With Tuesday an off day, there was a procession of relievers that would have made Tony LaRussa smile. The radar gun had "my boy" Sheldon McDonald in the high-80's. If he has velocity in that range, along with his still extant off-speed stuff, he may be more than a trifle. Either way, I enjoy watching him throw off-speed stuff. McDonald fanned four in an inning-and-two-thirds.

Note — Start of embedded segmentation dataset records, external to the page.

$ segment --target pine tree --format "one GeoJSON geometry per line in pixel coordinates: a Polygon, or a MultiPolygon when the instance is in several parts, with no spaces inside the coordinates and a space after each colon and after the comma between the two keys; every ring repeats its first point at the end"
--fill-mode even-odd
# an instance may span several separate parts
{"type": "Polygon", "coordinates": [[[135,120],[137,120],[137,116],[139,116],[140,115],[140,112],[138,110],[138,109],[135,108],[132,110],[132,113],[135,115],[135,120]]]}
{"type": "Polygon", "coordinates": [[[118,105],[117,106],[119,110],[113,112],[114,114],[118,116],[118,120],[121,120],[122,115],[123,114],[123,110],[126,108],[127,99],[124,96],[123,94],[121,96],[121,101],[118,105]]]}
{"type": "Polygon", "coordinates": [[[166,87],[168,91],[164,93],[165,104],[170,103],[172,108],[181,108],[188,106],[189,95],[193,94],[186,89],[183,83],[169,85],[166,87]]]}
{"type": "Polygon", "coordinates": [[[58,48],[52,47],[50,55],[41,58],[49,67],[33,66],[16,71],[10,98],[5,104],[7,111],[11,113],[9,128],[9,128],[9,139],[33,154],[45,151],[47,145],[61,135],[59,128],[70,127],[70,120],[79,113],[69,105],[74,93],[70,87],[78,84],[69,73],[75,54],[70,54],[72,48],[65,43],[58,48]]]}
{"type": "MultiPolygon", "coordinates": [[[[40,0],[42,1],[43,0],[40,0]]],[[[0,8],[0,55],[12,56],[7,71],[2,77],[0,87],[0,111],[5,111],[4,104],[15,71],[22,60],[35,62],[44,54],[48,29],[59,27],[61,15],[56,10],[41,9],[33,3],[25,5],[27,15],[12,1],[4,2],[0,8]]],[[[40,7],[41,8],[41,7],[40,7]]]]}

Dan Vogelbach was called out on a third strike in the third inning. The bases were loaded in a 3-2 game, with the Lansing starter on the ropes. The count was 2-2, so if the pitch was called a ball, the count is full. It was outside, but Vogelbach was rung up anyway. And he almost got tossed. And kept noting it for the rest of the game. Kane County's manager got tossed later. He argued one of those fair/foul calls on a bouncer down the line. I had the perfect angle for it, but after having such a fun day with so little sleep, my mental rewind is so off, I still don't know if the ump got the call correct.

The fans thought he missed it. They were pleasant driving out of the lot despite the 5-2 loss. Minor league games. So good, I think I'll try again on Wednesday night. And maybe Friday, as well.

I updated the Zygote 50. I adjusted a few names, and Mike Olt debuts at No. 5 (over Alcantara), and C.J. Edwards enters at No. 6 among the pitchers.

And, yes, I'm still upset that Bristol had Garza listed as the Cubs starter when Rusin was flying to the desert.